As also mentioned in the introduction, the missile's own rotational movements in the earth's magnetic field lead to a sensor signal. According to the invention, the proximity fuse contains a signal processor 5, which is arranged in such a way that the missile's own movements in the earth's magnetic field are compensated, so that depending on these deviations in the earth's magnetic field, only one active output signal occurs, which is triggered by a ferromagnetic object (the target). The missile therefore contains position sensing elements 6, for example gyros, which sense the movement of the missile and the output signal, the gyro signal, is applied to the signal processor for evaluation, see Fig. 2.

Fig. 2 shows a block diagram of the main parts of the proximity fuse. Three sensors 4 measure the magnetic flux densities Bx, By and Bz. The sensor signals are applied to the signal processor in the form of a microprocessor 9 for evaluation via amplifier 7 and A/D converter 8. The microprocessor is also supplied with the gyro signals from the gyro 6, which senses the missile's own motion.

The proximity fuse is designed to work as follows:

When starting, the three components in the Earth's magnetic field B are measured. The size and direction of the Earth's magnetic field are calculated from these values.

During the missile's flight time, the magnitude of the magnetic field Bx, By and Bz is continuously measured and compared with the initial values. If a deviation occurs, i.e. a change in the magnetic field that cannot be explained by the missile's movement, it is known that there is a ferromagnetic object nearby, i.e. the target has been hit, and the proximity fuse emits an output signal to the active part.
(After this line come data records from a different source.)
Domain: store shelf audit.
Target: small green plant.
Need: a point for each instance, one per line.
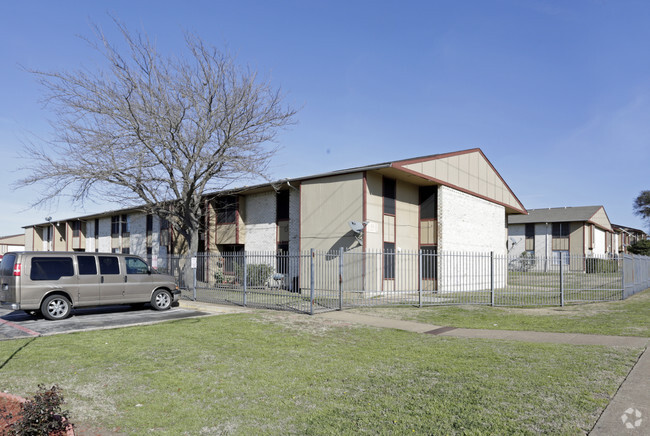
(42, 414)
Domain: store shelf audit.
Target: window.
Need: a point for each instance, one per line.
(7, 265)
(125, 224)
(389, 190)
(389, 260)
(115, 225)
(429, 263)
(282, 204)
(562, 256)
(282, 258)
(561, 230)
(428, 202)
(87, 265)
(149, 229)
(226, 210)
(530, 237)
(232, 258)
(51, 268)
(135, 265)
(109, 265)
(76, 228)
The functional principle is explained in Fig. 3 using a flow chart.

Claims (8)

1. Magnetic proximity switch for triggering the charge of a moving charge carrier, e.g. a guided missile, projectile, missile or the like, when it flies past a ferromagnetic object at a certain distance, with a first set of sensors (4) for detecting deviations in the flux densities of the earth's magnetic field (Bx, By, Bz), a second set of sensors (6) for detecting the carrier's own movement and evaluation means (5) for generating an active output signal in association with a deviation in the earth's magnetic field, characterized in that the evaluation means (6) comprise a signal processor which compensates for changes in the size of the sensor signals of the first set of sensors caused by a change in the position of the charge carrier on the basis of the position detected by the second set of sensors of the charge carrier, whereby the active output signal (Iout) is generated when the compensated sensor signals deviate from reference values of the earth's magnetic field, so that the active output signal only occurs as a function of deviations in the earth's magnetic field caused by the ferromagnetic objects (3). 2. Proximity fuse according to claim 1, characterized in that the first set of sensors consists of flux gate sensors for detecting the flux densities. 3. Proximity fuse according to claim 1, characterized in that the first set of sensors consists of windings for detecting the flux densities. 4. Proximity fuse according to claim 1, characterized in that the first set of sensors consists of Hall elements for detecting the flux densities. 5. Proximity fuse according to claim 1, characterized in that the second set of sensors consists of gyroscopes (6) for measuring the roll and yaw movements of the charge carrier. 6. Proximity fuse according to claim 1, characterized in that the second set of sensors consists of accelerometers for measuring the roll and yaw movements of the charge carrier. 7. Proximity fuse according to claim 1, characterized in that the signal processor (5) is set up so that during the movement of the charge carrier along its path it continuously compares the compensated sensor signals with the reference values of the earth's magnetic field measured during the firing. 8. Proximity fuse according to claim 7, characterized in that the signal processor (5) has a microprocessor (9) for the signal processing.